L’istituto della sospensione della pena è serio ed efficace però solo a patto che venga certificato realmente lo stato di tossicodipendenza e che avvenga una presa in carico seria della comunità accogliente, perché per molti di noi, non tutti, una volta fuori dell’idea di curarsi resta poco ed è lì che il patto va stretto più chiaramente, piuttosto che distruggere una legge che ha un senso comunque, soprattutto per quelli che hanno veramente al centro della loro carriera criminale solo ed esclusivamente problemi di dipendenza.

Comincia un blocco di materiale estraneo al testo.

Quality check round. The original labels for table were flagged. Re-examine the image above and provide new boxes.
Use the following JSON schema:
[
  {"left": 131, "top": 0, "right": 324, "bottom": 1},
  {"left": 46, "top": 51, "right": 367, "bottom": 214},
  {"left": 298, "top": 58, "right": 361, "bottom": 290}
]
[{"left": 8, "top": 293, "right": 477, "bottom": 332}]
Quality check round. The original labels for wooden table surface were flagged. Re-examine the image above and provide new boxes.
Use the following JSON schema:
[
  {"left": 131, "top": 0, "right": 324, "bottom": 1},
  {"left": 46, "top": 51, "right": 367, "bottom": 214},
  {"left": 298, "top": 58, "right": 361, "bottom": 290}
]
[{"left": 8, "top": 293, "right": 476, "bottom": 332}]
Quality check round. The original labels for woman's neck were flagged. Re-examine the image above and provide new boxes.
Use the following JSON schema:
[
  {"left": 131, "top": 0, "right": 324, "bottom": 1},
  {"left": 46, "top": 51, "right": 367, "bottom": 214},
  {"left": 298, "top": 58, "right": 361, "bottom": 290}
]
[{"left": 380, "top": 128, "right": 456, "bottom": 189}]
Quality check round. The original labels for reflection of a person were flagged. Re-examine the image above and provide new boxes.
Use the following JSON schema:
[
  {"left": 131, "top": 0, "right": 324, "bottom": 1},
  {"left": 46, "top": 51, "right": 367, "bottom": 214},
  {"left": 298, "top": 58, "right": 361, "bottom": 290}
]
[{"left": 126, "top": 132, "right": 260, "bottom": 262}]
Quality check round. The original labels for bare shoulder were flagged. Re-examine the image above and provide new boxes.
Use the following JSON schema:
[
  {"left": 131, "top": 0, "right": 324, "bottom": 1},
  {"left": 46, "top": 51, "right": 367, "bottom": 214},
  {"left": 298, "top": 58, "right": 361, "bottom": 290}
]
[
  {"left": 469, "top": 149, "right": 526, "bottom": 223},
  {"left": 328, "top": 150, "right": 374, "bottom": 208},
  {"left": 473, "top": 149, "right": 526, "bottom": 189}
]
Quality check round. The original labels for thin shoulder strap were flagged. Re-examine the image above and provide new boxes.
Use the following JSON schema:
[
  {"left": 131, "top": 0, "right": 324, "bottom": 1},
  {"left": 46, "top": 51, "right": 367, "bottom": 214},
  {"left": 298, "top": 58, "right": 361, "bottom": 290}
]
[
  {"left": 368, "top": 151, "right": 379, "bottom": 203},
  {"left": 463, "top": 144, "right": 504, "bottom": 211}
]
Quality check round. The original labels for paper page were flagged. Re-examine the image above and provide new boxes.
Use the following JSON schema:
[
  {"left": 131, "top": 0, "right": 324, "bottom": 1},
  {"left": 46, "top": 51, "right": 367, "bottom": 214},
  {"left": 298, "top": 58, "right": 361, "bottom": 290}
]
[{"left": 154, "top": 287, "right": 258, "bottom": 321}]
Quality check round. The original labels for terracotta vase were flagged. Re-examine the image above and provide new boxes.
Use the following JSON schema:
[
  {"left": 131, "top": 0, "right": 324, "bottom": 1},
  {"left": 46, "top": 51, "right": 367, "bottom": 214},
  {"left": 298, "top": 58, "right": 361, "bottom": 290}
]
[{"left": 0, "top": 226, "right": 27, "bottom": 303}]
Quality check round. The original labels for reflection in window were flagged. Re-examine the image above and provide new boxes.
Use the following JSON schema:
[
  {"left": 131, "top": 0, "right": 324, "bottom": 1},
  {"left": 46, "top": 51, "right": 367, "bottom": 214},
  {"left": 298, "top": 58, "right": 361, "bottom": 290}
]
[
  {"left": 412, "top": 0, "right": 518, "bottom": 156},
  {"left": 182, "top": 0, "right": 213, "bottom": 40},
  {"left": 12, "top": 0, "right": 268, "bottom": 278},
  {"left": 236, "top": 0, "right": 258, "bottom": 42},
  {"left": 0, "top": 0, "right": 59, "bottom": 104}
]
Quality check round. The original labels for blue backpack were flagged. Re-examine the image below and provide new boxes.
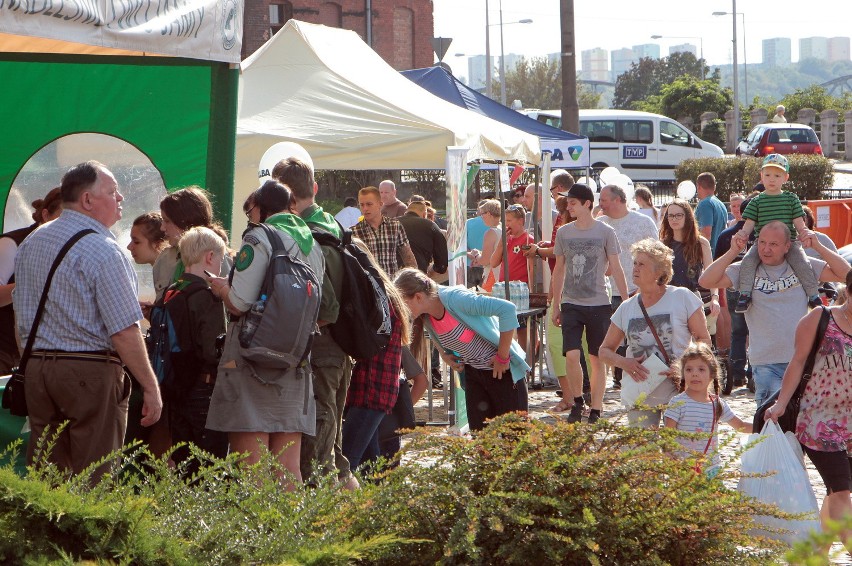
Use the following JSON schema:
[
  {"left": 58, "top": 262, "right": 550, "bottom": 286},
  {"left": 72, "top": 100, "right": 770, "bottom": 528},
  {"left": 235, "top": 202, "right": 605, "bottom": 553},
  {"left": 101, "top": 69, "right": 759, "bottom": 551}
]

Spesso invece dietro “programma terapeutico” e “dichiarazione di idoneità” in realtà non c’è nemmeno un barlume di conoscenza della persona condannata, ed ognuno da questa situazione si chiama salvo perché gli organici, il sovraffollamento, i finanziamenti sono tali da giustificare qualsiasi leggerezza. Il risultato è che episodi di questo genere, già gravi per la perdita di due vite umane, vengono subito usati e strumentalizzati. Purtroppo sono in pochi che, invece di chiamarsi fuori, urlano chiaramente che il sistema delle pene è ormai una bolgia che rischia di penalizzare sempre i più deboli e magari quelli che hanno seriamente intenzione di uscire dall’illegalità.

 

Se una nuova legge sosterrà che esiste un uomo la cui vita può valere meno delle proprietà che può sottrarti, saremo di fronte ad un nuovo genere di legge: altro che il Far West

 

La mia impressione è che tutti devono fare lo sforzo di guardare avanti, e che i cittadini non si devono illudere di poter competere con la criminalità a livello militare perché è una follia, fanno già abbastanza fatica la Polizia ed i Carabinieri che un po’ di più se ne intendono. Che, se una nuova legge sulla legittima difesa sosterrà che esiste un uomo la cui vita può valere meno delle proprietà che può sottrarti, saremo di fronte ad un nuovo genere di legge: altro che il far west, si rischia di tornare a molto prima, all’equiparazione delle persone con il loro valore monetario, e forse, in certi casi alcune vite si scopriranno non sufficienti a retribuire la proprietà sottratta, occorrerà rifarsi anche sui familiari e parenti.

Infine a me il Testo Unico sugli stupefacenti non ha mai convinto, è proibizionista e tutto concentrato a farla pagare, in un modo o nell’altro, ai consumatori per comportamenti, discutibili o meno, ma che niente hanno a che vedere con i reati. Purtroppo ci dobbiamo tenere questo ed anzi difenderlo dalle dichiarazioni di certi magistrati e dal disegno di legge Fini-Mantovano.

Se non vogliamo che facciano piazza pulita di tutto, perché sono capaci di farlo, occorre chiedere che di qui in avanti le Procure verifichino bene i requisiti e le modalità con cui si concede una scarcerazione di questo genere, perché per uno che “la fa franca” e torna a sparare, mille restano blindati e magari con la voglia vera di curarsi. E poi per i Tribunali di sorveglianza occorrono linee chiare di applicazione delle leggi, ma soprattutto tempi celeri perché altrimenti per pene di tre/quattro anni, una volta recuperata la documentazione di rito, il certificato di tossicodipendenza, l’idoneità del Ser.T. al programma terapeutico, il programma della comunità con la disponibilità all’accoglienza, una disponibilità all’assunzione lavorativa, la redazione dell’istanza, e soprattutto la sintesi di osservazione della personalità, in tanti rischiano di arrivare a fine pena avendo attivato tutto l’attivabile per nulla, in quanto il condannato è libero e, spesso, senza cura.

Sono anni che si sente parlare di crisi della giustizia in Italia, e dopo tutti questi anni siamo oggi ad “acclamare” una riforma dell’ordinamento giudiziario che niente ha a che vedere coi problemi della gente comune, detenuta e non, con la sicurezza, con la lunghezza dei processi, con la certezza della pena per tutti, eppure viene sbandierata come una grande vittoria, non si sa più su di chi e per cosa.